Researchers here show that intermittent fasting alters the gut microbiome in ways that likely increase the production of butyrate. This metabolite is known to produce beneficial downstream effects, such as upregulation of BDNF and neurogenesis. As research into the gut microbiome in health and aging continues, an increased knowledge of the mechanisms by which fasting and calorie restriction act to improve health will be one of the outcomes.
Experiments in experimental rodents and observations in human volunteers or patients suggest that the beneficial effects of intermittent fasting can only partly be explained by reduced calorie intake.

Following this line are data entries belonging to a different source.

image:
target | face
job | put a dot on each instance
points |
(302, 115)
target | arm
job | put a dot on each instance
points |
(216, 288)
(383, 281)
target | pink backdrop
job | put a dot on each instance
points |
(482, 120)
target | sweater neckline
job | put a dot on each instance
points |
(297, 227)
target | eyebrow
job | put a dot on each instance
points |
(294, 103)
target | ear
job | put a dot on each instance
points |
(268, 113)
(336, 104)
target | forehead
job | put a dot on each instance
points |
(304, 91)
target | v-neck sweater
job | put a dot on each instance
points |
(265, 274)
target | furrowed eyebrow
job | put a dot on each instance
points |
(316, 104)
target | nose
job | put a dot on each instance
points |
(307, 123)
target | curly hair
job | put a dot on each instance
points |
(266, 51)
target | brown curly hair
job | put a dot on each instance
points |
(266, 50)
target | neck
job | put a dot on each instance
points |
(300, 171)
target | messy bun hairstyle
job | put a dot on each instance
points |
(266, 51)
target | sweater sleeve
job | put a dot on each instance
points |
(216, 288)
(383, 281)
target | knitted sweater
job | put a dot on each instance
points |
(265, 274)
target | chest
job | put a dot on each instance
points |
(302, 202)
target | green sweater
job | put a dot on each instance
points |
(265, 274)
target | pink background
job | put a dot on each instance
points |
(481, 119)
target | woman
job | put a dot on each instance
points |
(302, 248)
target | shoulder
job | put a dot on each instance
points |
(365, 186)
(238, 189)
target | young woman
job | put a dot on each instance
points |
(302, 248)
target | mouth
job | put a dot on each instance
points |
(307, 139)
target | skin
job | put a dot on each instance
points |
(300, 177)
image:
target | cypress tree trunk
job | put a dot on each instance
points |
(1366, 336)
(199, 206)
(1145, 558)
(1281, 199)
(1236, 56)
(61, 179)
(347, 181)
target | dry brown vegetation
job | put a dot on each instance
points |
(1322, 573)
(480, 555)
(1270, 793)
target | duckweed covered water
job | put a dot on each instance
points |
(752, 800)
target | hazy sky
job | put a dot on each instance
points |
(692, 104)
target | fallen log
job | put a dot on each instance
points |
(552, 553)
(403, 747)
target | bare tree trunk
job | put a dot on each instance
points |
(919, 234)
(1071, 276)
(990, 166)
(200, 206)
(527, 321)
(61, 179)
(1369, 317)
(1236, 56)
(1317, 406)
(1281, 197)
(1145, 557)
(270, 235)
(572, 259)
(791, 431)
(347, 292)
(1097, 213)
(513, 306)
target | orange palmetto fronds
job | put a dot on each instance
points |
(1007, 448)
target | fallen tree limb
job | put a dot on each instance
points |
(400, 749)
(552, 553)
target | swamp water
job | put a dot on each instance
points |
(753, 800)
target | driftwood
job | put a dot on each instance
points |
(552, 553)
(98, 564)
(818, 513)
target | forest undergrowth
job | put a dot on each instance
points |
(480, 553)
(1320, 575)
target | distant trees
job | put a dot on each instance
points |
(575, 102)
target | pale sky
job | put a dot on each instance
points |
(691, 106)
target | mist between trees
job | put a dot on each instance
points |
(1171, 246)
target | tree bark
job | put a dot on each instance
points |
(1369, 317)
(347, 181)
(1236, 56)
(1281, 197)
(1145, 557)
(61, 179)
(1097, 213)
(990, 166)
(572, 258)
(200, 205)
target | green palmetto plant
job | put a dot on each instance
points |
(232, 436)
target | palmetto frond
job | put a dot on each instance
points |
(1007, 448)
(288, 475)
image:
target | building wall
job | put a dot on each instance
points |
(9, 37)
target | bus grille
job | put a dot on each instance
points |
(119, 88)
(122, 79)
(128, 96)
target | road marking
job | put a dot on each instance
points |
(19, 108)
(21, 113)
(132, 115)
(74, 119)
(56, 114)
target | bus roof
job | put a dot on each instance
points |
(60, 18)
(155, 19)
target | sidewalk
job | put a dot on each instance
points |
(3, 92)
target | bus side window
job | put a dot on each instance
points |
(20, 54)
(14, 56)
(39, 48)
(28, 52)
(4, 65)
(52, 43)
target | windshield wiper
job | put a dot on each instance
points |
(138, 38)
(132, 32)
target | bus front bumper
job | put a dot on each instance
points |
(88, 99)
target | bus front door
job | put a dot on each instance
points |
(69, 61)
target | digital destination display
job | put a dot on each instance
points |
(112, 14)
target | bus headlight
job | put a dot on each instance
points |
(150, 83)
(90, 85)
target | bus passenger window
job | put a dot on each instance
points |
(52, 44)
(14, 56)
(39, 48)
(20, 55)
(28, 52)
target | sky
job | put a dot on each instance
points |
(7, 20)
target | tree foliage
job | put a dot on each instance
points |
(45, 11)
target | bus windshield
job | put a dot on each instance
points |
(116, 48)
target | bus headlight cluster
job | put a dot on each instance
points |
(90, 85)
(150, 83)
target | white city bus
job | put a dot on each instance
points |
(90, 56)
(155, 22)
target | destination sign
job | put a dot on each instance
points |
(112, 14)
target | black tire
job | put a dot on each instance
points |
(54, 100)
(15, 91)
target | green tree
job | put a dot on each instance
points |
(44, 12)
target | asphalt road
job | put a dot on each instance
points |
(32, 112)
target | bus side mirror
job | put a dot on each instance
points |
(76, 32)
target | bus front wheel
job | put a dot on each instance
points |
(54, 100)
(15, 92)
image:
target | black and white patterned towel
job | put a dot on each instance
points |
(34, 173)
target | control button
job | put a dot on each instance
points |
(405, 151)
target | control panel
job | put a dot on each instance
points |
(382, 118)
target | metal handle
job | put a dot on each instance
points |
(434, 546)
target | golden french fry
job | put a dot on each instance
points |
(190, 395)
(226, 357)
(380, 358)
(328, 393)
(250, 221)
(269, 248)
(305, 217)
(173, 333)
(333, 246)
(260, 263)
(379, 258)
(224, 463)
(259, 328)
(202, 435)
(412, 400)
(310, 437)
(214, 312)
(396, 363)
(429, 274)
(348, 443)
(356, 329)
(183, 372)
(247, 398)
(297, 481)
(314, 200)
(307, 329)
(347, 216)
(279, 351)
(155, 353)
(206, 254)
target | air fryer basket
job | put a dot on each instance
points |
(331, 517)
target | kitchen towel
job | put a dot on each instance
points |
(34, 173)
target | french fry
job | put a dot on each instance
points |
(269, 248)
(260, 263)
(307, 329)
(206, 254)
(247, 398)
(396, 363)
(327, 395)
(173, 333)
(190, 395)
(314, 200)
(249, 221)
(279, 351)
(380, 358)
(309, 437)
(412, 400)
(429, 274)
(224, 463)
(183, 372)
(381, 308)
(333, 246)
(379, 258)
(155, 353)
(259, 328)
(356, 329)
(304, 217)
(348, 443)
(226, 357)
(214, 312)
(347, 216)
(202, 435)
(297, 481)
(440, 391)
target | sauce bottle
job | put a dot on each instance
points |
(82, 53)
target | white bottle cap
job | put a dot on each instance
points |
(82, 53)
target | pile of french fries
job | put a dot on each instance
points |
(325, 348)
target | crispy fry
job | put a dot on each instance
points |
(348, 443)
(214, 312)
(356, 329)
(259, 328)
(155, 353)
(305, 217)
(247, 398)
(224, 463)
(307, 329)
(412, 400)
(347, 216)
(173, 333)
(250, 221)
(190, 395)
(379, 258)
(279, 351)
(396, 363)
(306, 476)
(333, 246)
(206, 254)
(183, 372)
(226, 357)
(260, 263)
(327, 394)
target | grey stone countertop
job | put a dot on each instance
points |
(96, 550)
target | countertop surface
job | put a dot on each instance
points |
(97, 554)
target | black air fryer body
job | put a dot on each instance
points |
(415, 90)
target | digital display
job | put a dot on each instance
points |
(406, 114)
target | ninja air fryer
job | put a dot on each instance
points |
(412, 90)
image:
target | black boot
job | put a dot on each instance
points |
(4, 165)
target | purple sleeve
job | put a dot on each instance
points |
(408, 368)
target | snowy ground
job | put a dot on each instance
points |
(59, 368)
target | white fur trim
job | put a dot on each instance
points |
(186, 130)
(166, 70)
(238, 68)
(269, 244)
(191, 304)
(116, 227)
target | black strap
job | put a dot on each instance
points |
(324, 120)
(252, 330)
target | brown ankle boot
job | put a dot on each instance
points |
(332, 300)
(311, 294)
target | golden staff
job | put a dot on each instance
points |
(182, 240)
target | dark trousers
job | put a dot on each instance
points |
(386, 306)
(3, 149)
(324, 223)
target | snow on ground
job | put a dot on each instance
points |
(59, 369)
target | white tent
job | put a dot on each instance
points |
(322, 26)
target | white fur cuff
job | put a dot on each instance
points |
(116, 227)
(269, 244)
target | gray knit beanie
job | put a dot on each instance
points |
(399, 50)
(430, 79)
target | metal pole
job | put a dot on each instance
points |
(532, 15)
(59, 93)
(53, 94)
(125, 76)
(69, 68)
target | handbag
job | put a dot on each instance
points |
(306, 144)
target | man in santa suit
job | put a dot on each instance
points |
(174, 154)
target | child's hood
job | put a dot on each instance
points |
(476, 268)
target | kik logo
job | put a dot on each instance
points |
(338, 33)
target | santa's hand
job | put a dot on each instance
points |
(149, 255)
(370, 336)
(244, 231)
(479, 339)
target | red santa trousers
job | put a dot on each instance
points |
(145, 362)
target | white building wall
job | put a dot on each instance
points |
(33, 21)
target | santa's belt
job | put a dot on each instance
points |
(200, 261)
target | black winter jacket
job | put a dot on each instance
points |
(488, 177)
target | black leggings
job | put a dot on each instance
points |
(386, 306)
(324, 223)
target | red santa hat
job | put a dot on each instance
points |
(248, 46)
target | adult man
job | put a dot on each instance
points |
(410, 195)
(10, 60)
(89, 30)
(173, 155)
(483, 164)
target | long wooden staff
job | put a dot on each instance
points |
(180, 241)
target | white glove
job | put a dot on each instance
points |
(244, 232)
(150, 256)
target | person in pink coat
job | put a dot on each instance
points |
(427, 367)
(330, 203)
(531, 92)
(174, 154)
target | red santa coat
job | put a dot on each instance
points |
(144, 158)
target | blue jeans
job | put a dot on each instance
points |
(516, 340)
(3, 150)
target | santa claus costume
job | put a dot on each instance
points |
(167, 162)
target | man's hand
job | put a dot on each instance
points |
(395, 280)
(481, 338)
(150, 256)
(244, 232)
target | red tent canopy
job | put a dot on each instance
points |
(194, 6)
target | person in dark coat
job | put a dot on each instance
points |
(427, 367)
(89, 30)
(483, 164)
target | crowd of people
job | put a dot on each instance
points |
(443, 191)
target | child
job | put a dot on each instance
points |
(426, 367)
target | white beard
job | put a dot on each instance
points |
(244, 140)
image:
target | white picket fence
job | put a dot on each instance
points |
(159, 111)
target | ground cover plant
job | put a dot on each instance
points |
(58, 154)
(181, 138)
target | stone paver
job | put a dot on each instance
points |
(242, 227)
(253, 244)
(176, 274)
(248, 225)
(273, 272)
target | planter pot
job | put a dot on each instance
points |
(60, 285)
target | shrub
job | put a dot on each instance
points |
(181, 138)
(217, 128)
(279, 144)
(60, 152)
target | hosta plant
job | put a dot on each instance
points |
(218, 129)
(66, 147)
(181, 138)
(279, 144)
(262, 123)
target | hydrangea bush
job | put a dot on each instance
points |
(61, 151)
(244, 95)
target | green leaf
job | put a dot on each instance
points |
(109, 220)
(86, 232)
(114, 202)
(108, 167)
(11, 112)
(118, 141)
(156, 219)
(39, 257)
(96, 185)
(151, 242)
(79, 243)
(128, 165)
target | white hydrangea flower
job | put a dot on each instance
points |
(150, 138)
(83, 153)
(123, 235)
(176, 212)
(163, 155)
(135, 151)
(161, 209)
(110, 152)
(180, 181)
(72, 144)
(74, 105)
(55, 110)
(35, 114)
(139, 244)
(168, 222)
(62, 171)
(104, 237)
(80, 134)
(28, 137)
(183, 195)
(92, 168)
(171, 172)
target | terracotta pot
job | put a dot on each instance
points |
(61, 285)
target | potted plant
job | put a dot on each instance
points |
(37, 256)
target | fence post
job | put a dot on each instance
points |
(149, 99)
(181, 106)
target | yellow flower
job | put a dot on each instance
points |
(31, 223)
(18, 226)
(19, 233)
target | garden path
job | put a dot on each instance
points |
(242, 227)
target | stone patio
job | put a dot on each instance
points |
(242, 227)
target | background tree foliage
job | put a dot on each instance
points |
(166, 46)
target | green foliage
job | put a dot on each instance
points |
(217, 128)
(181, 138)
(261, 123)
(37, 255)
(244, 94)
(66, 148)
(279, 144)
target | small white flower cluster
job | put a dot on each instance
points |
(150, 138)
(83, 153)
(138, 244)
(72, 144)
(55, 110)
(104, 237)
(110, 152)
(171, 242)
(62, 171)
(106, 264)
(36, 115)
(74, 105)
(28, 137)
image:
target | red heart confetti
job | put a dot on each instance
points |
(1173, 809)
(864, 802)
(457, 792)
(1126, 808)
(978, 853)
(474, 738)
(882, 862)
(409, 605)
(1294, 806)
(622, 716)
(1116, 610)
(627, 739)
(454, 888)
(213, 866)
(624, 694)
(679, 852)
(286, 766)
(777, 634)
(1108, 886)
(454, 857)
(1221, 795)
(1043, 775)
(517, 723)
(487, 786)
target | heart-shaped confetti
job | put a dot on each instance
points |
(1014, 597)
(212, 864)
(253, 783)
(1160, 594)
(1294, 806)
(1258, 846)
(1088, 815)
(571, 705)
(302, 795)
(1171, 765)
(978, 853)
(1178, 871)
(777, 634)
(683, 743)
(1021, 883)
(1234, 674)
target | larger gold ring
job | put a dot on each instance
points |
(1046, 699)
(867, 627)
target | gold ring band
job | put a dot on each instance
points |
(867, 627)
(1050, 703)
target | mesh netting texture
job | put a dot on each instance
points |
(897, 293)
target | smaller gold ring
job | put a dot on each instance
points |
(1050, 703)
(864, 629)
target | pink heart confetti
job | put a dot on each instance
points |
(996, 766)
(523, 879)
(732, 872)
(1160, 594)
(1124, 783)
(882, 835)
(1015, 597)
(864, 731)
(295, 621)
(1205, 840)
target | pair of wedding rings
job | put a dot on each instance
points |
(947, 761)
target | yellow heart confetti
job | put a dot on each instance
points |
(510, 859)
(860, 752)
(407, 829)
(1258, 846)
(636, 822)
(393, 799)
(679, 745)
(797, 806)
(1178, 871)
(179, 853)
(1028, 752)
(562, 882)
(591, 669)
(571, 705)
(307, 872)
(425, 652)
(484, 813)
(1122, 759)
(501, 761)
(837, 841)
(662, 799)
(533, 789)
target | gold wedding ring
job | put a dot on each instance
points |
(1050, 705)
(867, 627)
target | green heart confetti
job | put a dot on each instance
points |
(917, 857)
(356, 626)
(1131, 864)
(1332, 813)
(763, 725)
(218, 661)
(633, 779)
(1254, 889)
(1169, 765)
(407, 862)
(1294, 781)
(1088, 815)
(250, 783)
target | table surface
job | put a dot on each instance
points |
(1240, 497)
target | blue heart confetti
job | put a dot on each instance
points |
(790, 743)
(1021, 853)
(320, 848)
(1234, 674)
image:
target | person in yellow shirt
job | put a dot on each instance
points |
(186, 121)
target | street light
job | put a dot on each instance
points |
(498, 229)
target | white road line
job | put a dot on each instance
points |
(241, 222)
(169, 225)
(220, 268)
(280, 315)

A plethora of alternative mechanisms mediating the effects of intermittent fasting have been brought forward and can roughly be grouped in three categories involving mechanisms involving circadian biology, altered lifestyle, and remodeling of the gut microbiome.
The notion that the latter is especially instrumental for mediating the beneficial effects of intermittent fasting is supported by many observations in experimental animals, including that white adipose tissue browning provoked by intermittent fasting requires an intestinal flora, or that restructuring of the gut microbiome by intermittent fasting counteracts retinopathy in diabetic mice. The effects of intermittent fasting on the human microbiome remain, however, largely uncharacterized, and in view of the problems associated with extrapolating data in experimental rodents to humans, it would be important to establish the effects of intermittent fasting in our species as well.
Prompted by the above mentioned considerations, we decided to characterize the effects of a monthly episode of intermittent fasting on the human gut microbiome and to contrast the results with nonfasting controls and with the effects of cessation of intermittent fasting following the intervention.
We observed in two independent cohorts, sampled in two different years, that Ramadan-associated intermittent fasting induces substantial remodeling of the gut microbiome. Importantly, we established that intermittent fasting in humans is especially associated with an upregulation of butyric acid-producing Lachnospiraceae in a manner that correlates to improvement in human physiologic surrogate markers such as blood glucose and BMI. Intermitting fasting-provoked upregulation of Lachnospiraceae thus may provide a rational explanation for at least some of the beneficial effects reported for intermittent fasting in humans.